Nesse contexto, poderia ser invocada, à primeira vista, analogia legal com o artigo 921, I, §§ 1º e 4º, do CPC, tomando-se a “inexistência de bens” como “inexistência de [sucessores] interessados”, interpretado sistematicamente com o artigo 313, I (causa de suspensão do processo em razão de morte da parte), cujo dispositivo é expressamente remetido pelo inciso I do artigo 921. Ocorre que o próprio artigo 313, em seus §§ 1º e 2º, estabelece expressamente os efeitos do óbito sobre o processo (eficácia endoprocessual): (1) suspensão do processo; (2) intimação de eventuais herdeiros e interessados para promoverem a habilitação, inclusive “pelos meios de divulgação que [o juiz] reputar mais adequados”; (3) ausente habilitação no prazo assinado (v.g., em edital de chamamento), o feito será extinto sem resolução de mérito.
Como cediço, o reconhecimento da prescrição implica a extinção do processo com resolução de mérito (artigo 487, II, do CPC). Contudo, as únicas consequências jurídicas previstas no ordenamento para a inatividade de sucessores causam mortis são a suspensão do processo e a subsequente extinção terminativa, ou seja, sem resolução de mérito.
Afinal, a lógica jurídica do Código de Processo Civil, alinhada com os preceitos do Código Civil lidos à luz da Constituição (que garante o direito de herança e o devido processo legal), pressupõe que a habilitação de herdeiros constitui direito potestativo das partes interessadas (herdeiros ou sucessores) por ocasião do evento morte e, nesse sentido, a ausência do seu exercício apenas poderia ser fulminada pela decadência; jamais por suposta “prescrição”.
E, inexistindo prazo legal de decadência para a habilitação dos sucessores — o que poderia ser exigido apenas de lege ferenda —, o Código de Processo Civil estabelece que, com a notícia da morte do titular de direito transmissível, eventuais interessados devem ser devidamente intimados, dentro de prazo certo (v.g., fixado em edital); apenas com a manutenção da inatividade, o processo deve ser extinto, mas não por prescrição, e sim por ausência superveniente de pressuposto processual de validade.
Em síntese, conclui-se que a problemática envolvida no Tema repetitivo nº 1.254, que aguarda julgamento no Superior Tribunal de Justiça, deve ser resolvida com o reconhecimento da imprescritibilidade do requerimento de habilitação de herdeiros ou sucessores, cuja eventual inatividade, à míngua de um prazo decadencial prefixado em lei, tem por consequência a extinção terminativa sem resolução de mérito. Vale dizer, em última análise, se ainda houver prazo — daí sim prescricional — para novo ajuizamento (se o feito anterior estivesse em fase de conhecimento) ou cumprimento de sentença (se extinto na fase executiva), os sucessores podem promover as adequadas medidas, respeitado o efeito interruptivo da prescrição operado por iniciativa inicial do falecido (artigos 240, § 1º, e 802 do CPC; artigo 204 do CC).

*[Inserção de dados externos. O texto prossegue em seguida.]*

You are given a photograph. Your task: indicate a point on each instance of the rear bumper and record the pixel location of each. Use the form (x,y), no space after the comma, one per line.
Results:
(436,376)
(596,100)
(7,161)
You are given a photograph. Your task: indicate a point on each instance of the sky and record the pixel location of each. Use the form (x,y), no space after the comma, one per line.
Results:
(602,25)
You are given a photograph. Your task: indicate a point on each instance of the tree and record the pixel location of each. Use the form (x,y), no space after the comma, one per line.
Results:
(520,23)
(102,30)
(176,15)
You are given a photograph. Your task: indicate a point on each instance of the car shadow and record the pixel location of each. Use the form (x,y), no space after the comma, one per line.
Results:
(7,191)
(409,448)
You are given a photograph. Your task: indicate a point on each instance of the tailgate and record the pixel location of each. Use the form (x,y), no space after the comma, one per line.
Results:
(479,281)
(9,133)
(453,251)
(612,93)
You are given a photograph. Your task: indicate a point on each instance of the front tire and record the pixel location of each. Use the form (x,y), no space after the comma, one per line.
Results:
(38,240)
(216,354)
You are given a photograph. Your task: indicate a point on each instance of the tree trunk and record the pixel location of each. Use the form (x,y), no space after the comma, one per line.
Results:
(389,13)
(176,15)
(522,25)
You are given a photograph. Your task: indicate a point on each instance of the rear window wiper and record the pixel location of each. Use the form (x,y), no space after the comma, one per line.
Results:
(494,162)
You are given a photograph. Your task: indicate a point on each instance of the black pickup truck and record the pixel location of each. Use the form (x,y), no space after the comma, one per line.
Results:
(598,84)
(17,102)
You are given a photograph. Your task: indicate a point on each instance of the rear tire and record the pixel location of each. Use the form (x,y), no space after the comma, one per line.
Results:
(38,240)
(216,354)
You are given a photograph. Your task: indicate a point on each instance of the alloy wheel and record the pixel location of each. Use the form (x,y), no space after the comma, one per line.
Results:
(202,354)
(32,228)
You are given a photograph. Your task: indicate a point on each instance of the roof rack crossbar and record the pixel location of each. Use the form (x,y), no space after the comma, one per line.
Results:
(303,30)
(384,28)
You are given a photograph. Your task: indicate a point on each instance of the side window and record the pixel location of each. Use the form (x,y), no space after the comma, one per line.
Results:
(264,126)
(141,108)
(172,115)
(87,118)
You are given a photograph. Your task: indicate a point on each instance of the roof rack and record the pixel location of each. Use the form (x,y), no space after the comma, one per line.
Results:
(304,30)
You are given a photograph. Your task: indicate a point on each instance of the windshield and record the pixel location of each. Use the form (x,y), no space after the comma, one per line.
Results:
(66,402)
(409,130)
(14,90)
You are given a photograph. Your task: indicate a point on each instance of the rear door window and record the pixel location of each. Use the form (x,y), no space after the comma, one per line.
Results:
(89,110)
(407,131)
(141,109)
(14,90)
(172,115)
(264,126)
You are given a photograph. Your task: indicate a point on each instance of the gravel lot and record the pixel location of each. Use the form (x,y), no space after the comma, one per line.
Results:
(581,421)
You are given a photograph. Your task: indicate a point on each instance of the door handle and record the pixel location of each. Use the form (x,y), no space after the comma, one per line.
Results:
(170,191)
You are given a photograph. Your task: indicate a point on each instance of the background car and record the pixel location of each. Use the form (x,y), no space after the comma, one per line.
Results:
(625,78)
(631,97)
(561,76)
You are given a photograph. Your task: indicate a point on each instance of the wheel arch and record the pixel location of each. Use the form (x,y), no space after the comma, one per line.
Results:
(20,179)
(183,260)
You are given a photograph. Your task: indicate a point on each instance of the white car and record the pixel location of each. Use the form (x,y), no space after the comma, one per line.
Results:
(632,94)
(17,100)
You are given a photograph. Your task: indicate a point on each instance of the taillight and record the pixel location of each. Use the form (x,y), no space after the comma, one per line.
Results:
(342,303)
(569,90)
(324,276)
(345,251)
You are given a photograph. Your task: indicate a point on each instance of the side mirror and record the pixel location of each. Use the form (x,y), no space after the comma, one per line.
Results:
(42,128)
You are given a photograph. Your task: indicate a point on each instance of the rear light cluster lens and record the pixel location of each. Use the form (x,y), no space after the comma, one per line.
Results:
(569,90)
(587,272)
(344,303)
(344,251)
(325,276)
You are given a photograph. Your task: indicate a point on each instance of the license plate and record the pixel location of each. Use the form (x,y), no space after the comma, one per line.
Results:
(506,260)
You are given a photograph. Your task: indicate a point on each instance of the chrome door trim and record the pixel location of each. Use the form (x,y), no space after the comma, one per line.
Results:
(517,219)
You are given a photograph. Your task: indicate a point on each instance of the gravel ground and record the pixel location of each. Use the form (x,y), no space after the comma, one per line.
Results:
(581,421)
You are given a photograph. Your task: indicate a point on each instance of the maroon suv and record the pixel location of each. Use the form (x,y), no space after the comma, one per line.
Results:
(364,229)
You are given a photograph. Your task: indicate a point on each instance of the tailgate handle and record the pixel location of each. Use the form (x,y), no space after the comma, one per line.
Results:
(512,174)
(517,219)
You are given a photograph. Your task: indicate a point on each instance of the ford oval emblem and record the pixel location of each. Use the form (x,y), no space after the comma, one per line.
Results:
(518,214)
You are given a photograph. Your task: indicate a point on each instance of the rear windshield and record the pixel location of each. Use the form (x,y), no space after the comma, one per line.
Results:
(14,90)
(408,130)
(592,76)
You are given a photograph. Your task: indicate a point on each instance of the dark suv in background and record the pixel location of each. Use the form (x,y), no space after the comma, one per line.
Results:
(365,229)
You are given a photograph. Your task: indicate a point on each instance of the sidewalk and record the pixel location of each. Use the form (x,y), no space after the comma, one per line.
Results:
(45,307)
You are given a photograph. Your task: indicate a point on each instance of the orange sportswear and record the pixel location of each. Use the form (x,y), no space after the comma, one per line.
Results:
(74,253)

Sendo devedora a Fazenda Pública, a interrupção da prescrição operada por iniciativa do credor falecido deve observar, ainda, o disposto nos artigos 8º e 9º do Decreto nº 20.910/1932, em linha com o Enunciado nº 383 da Súmula do Supremo Tribunal Federal (“a prescrição em favor da Fazenda Pública recomeça a correr, por dois anos e meio, a partir do ato interruptivo, mas não fica reduzida aquém de cinco anos, embora o titular do direito a interrompa durante a primeira metade do prazo”).
Trata-se de interpretação que equaciona o problema em estrita observância da lei e da Constituição, sem desconsiderar a distinção fundamental entre os fenômenos da prescrição e da decadência.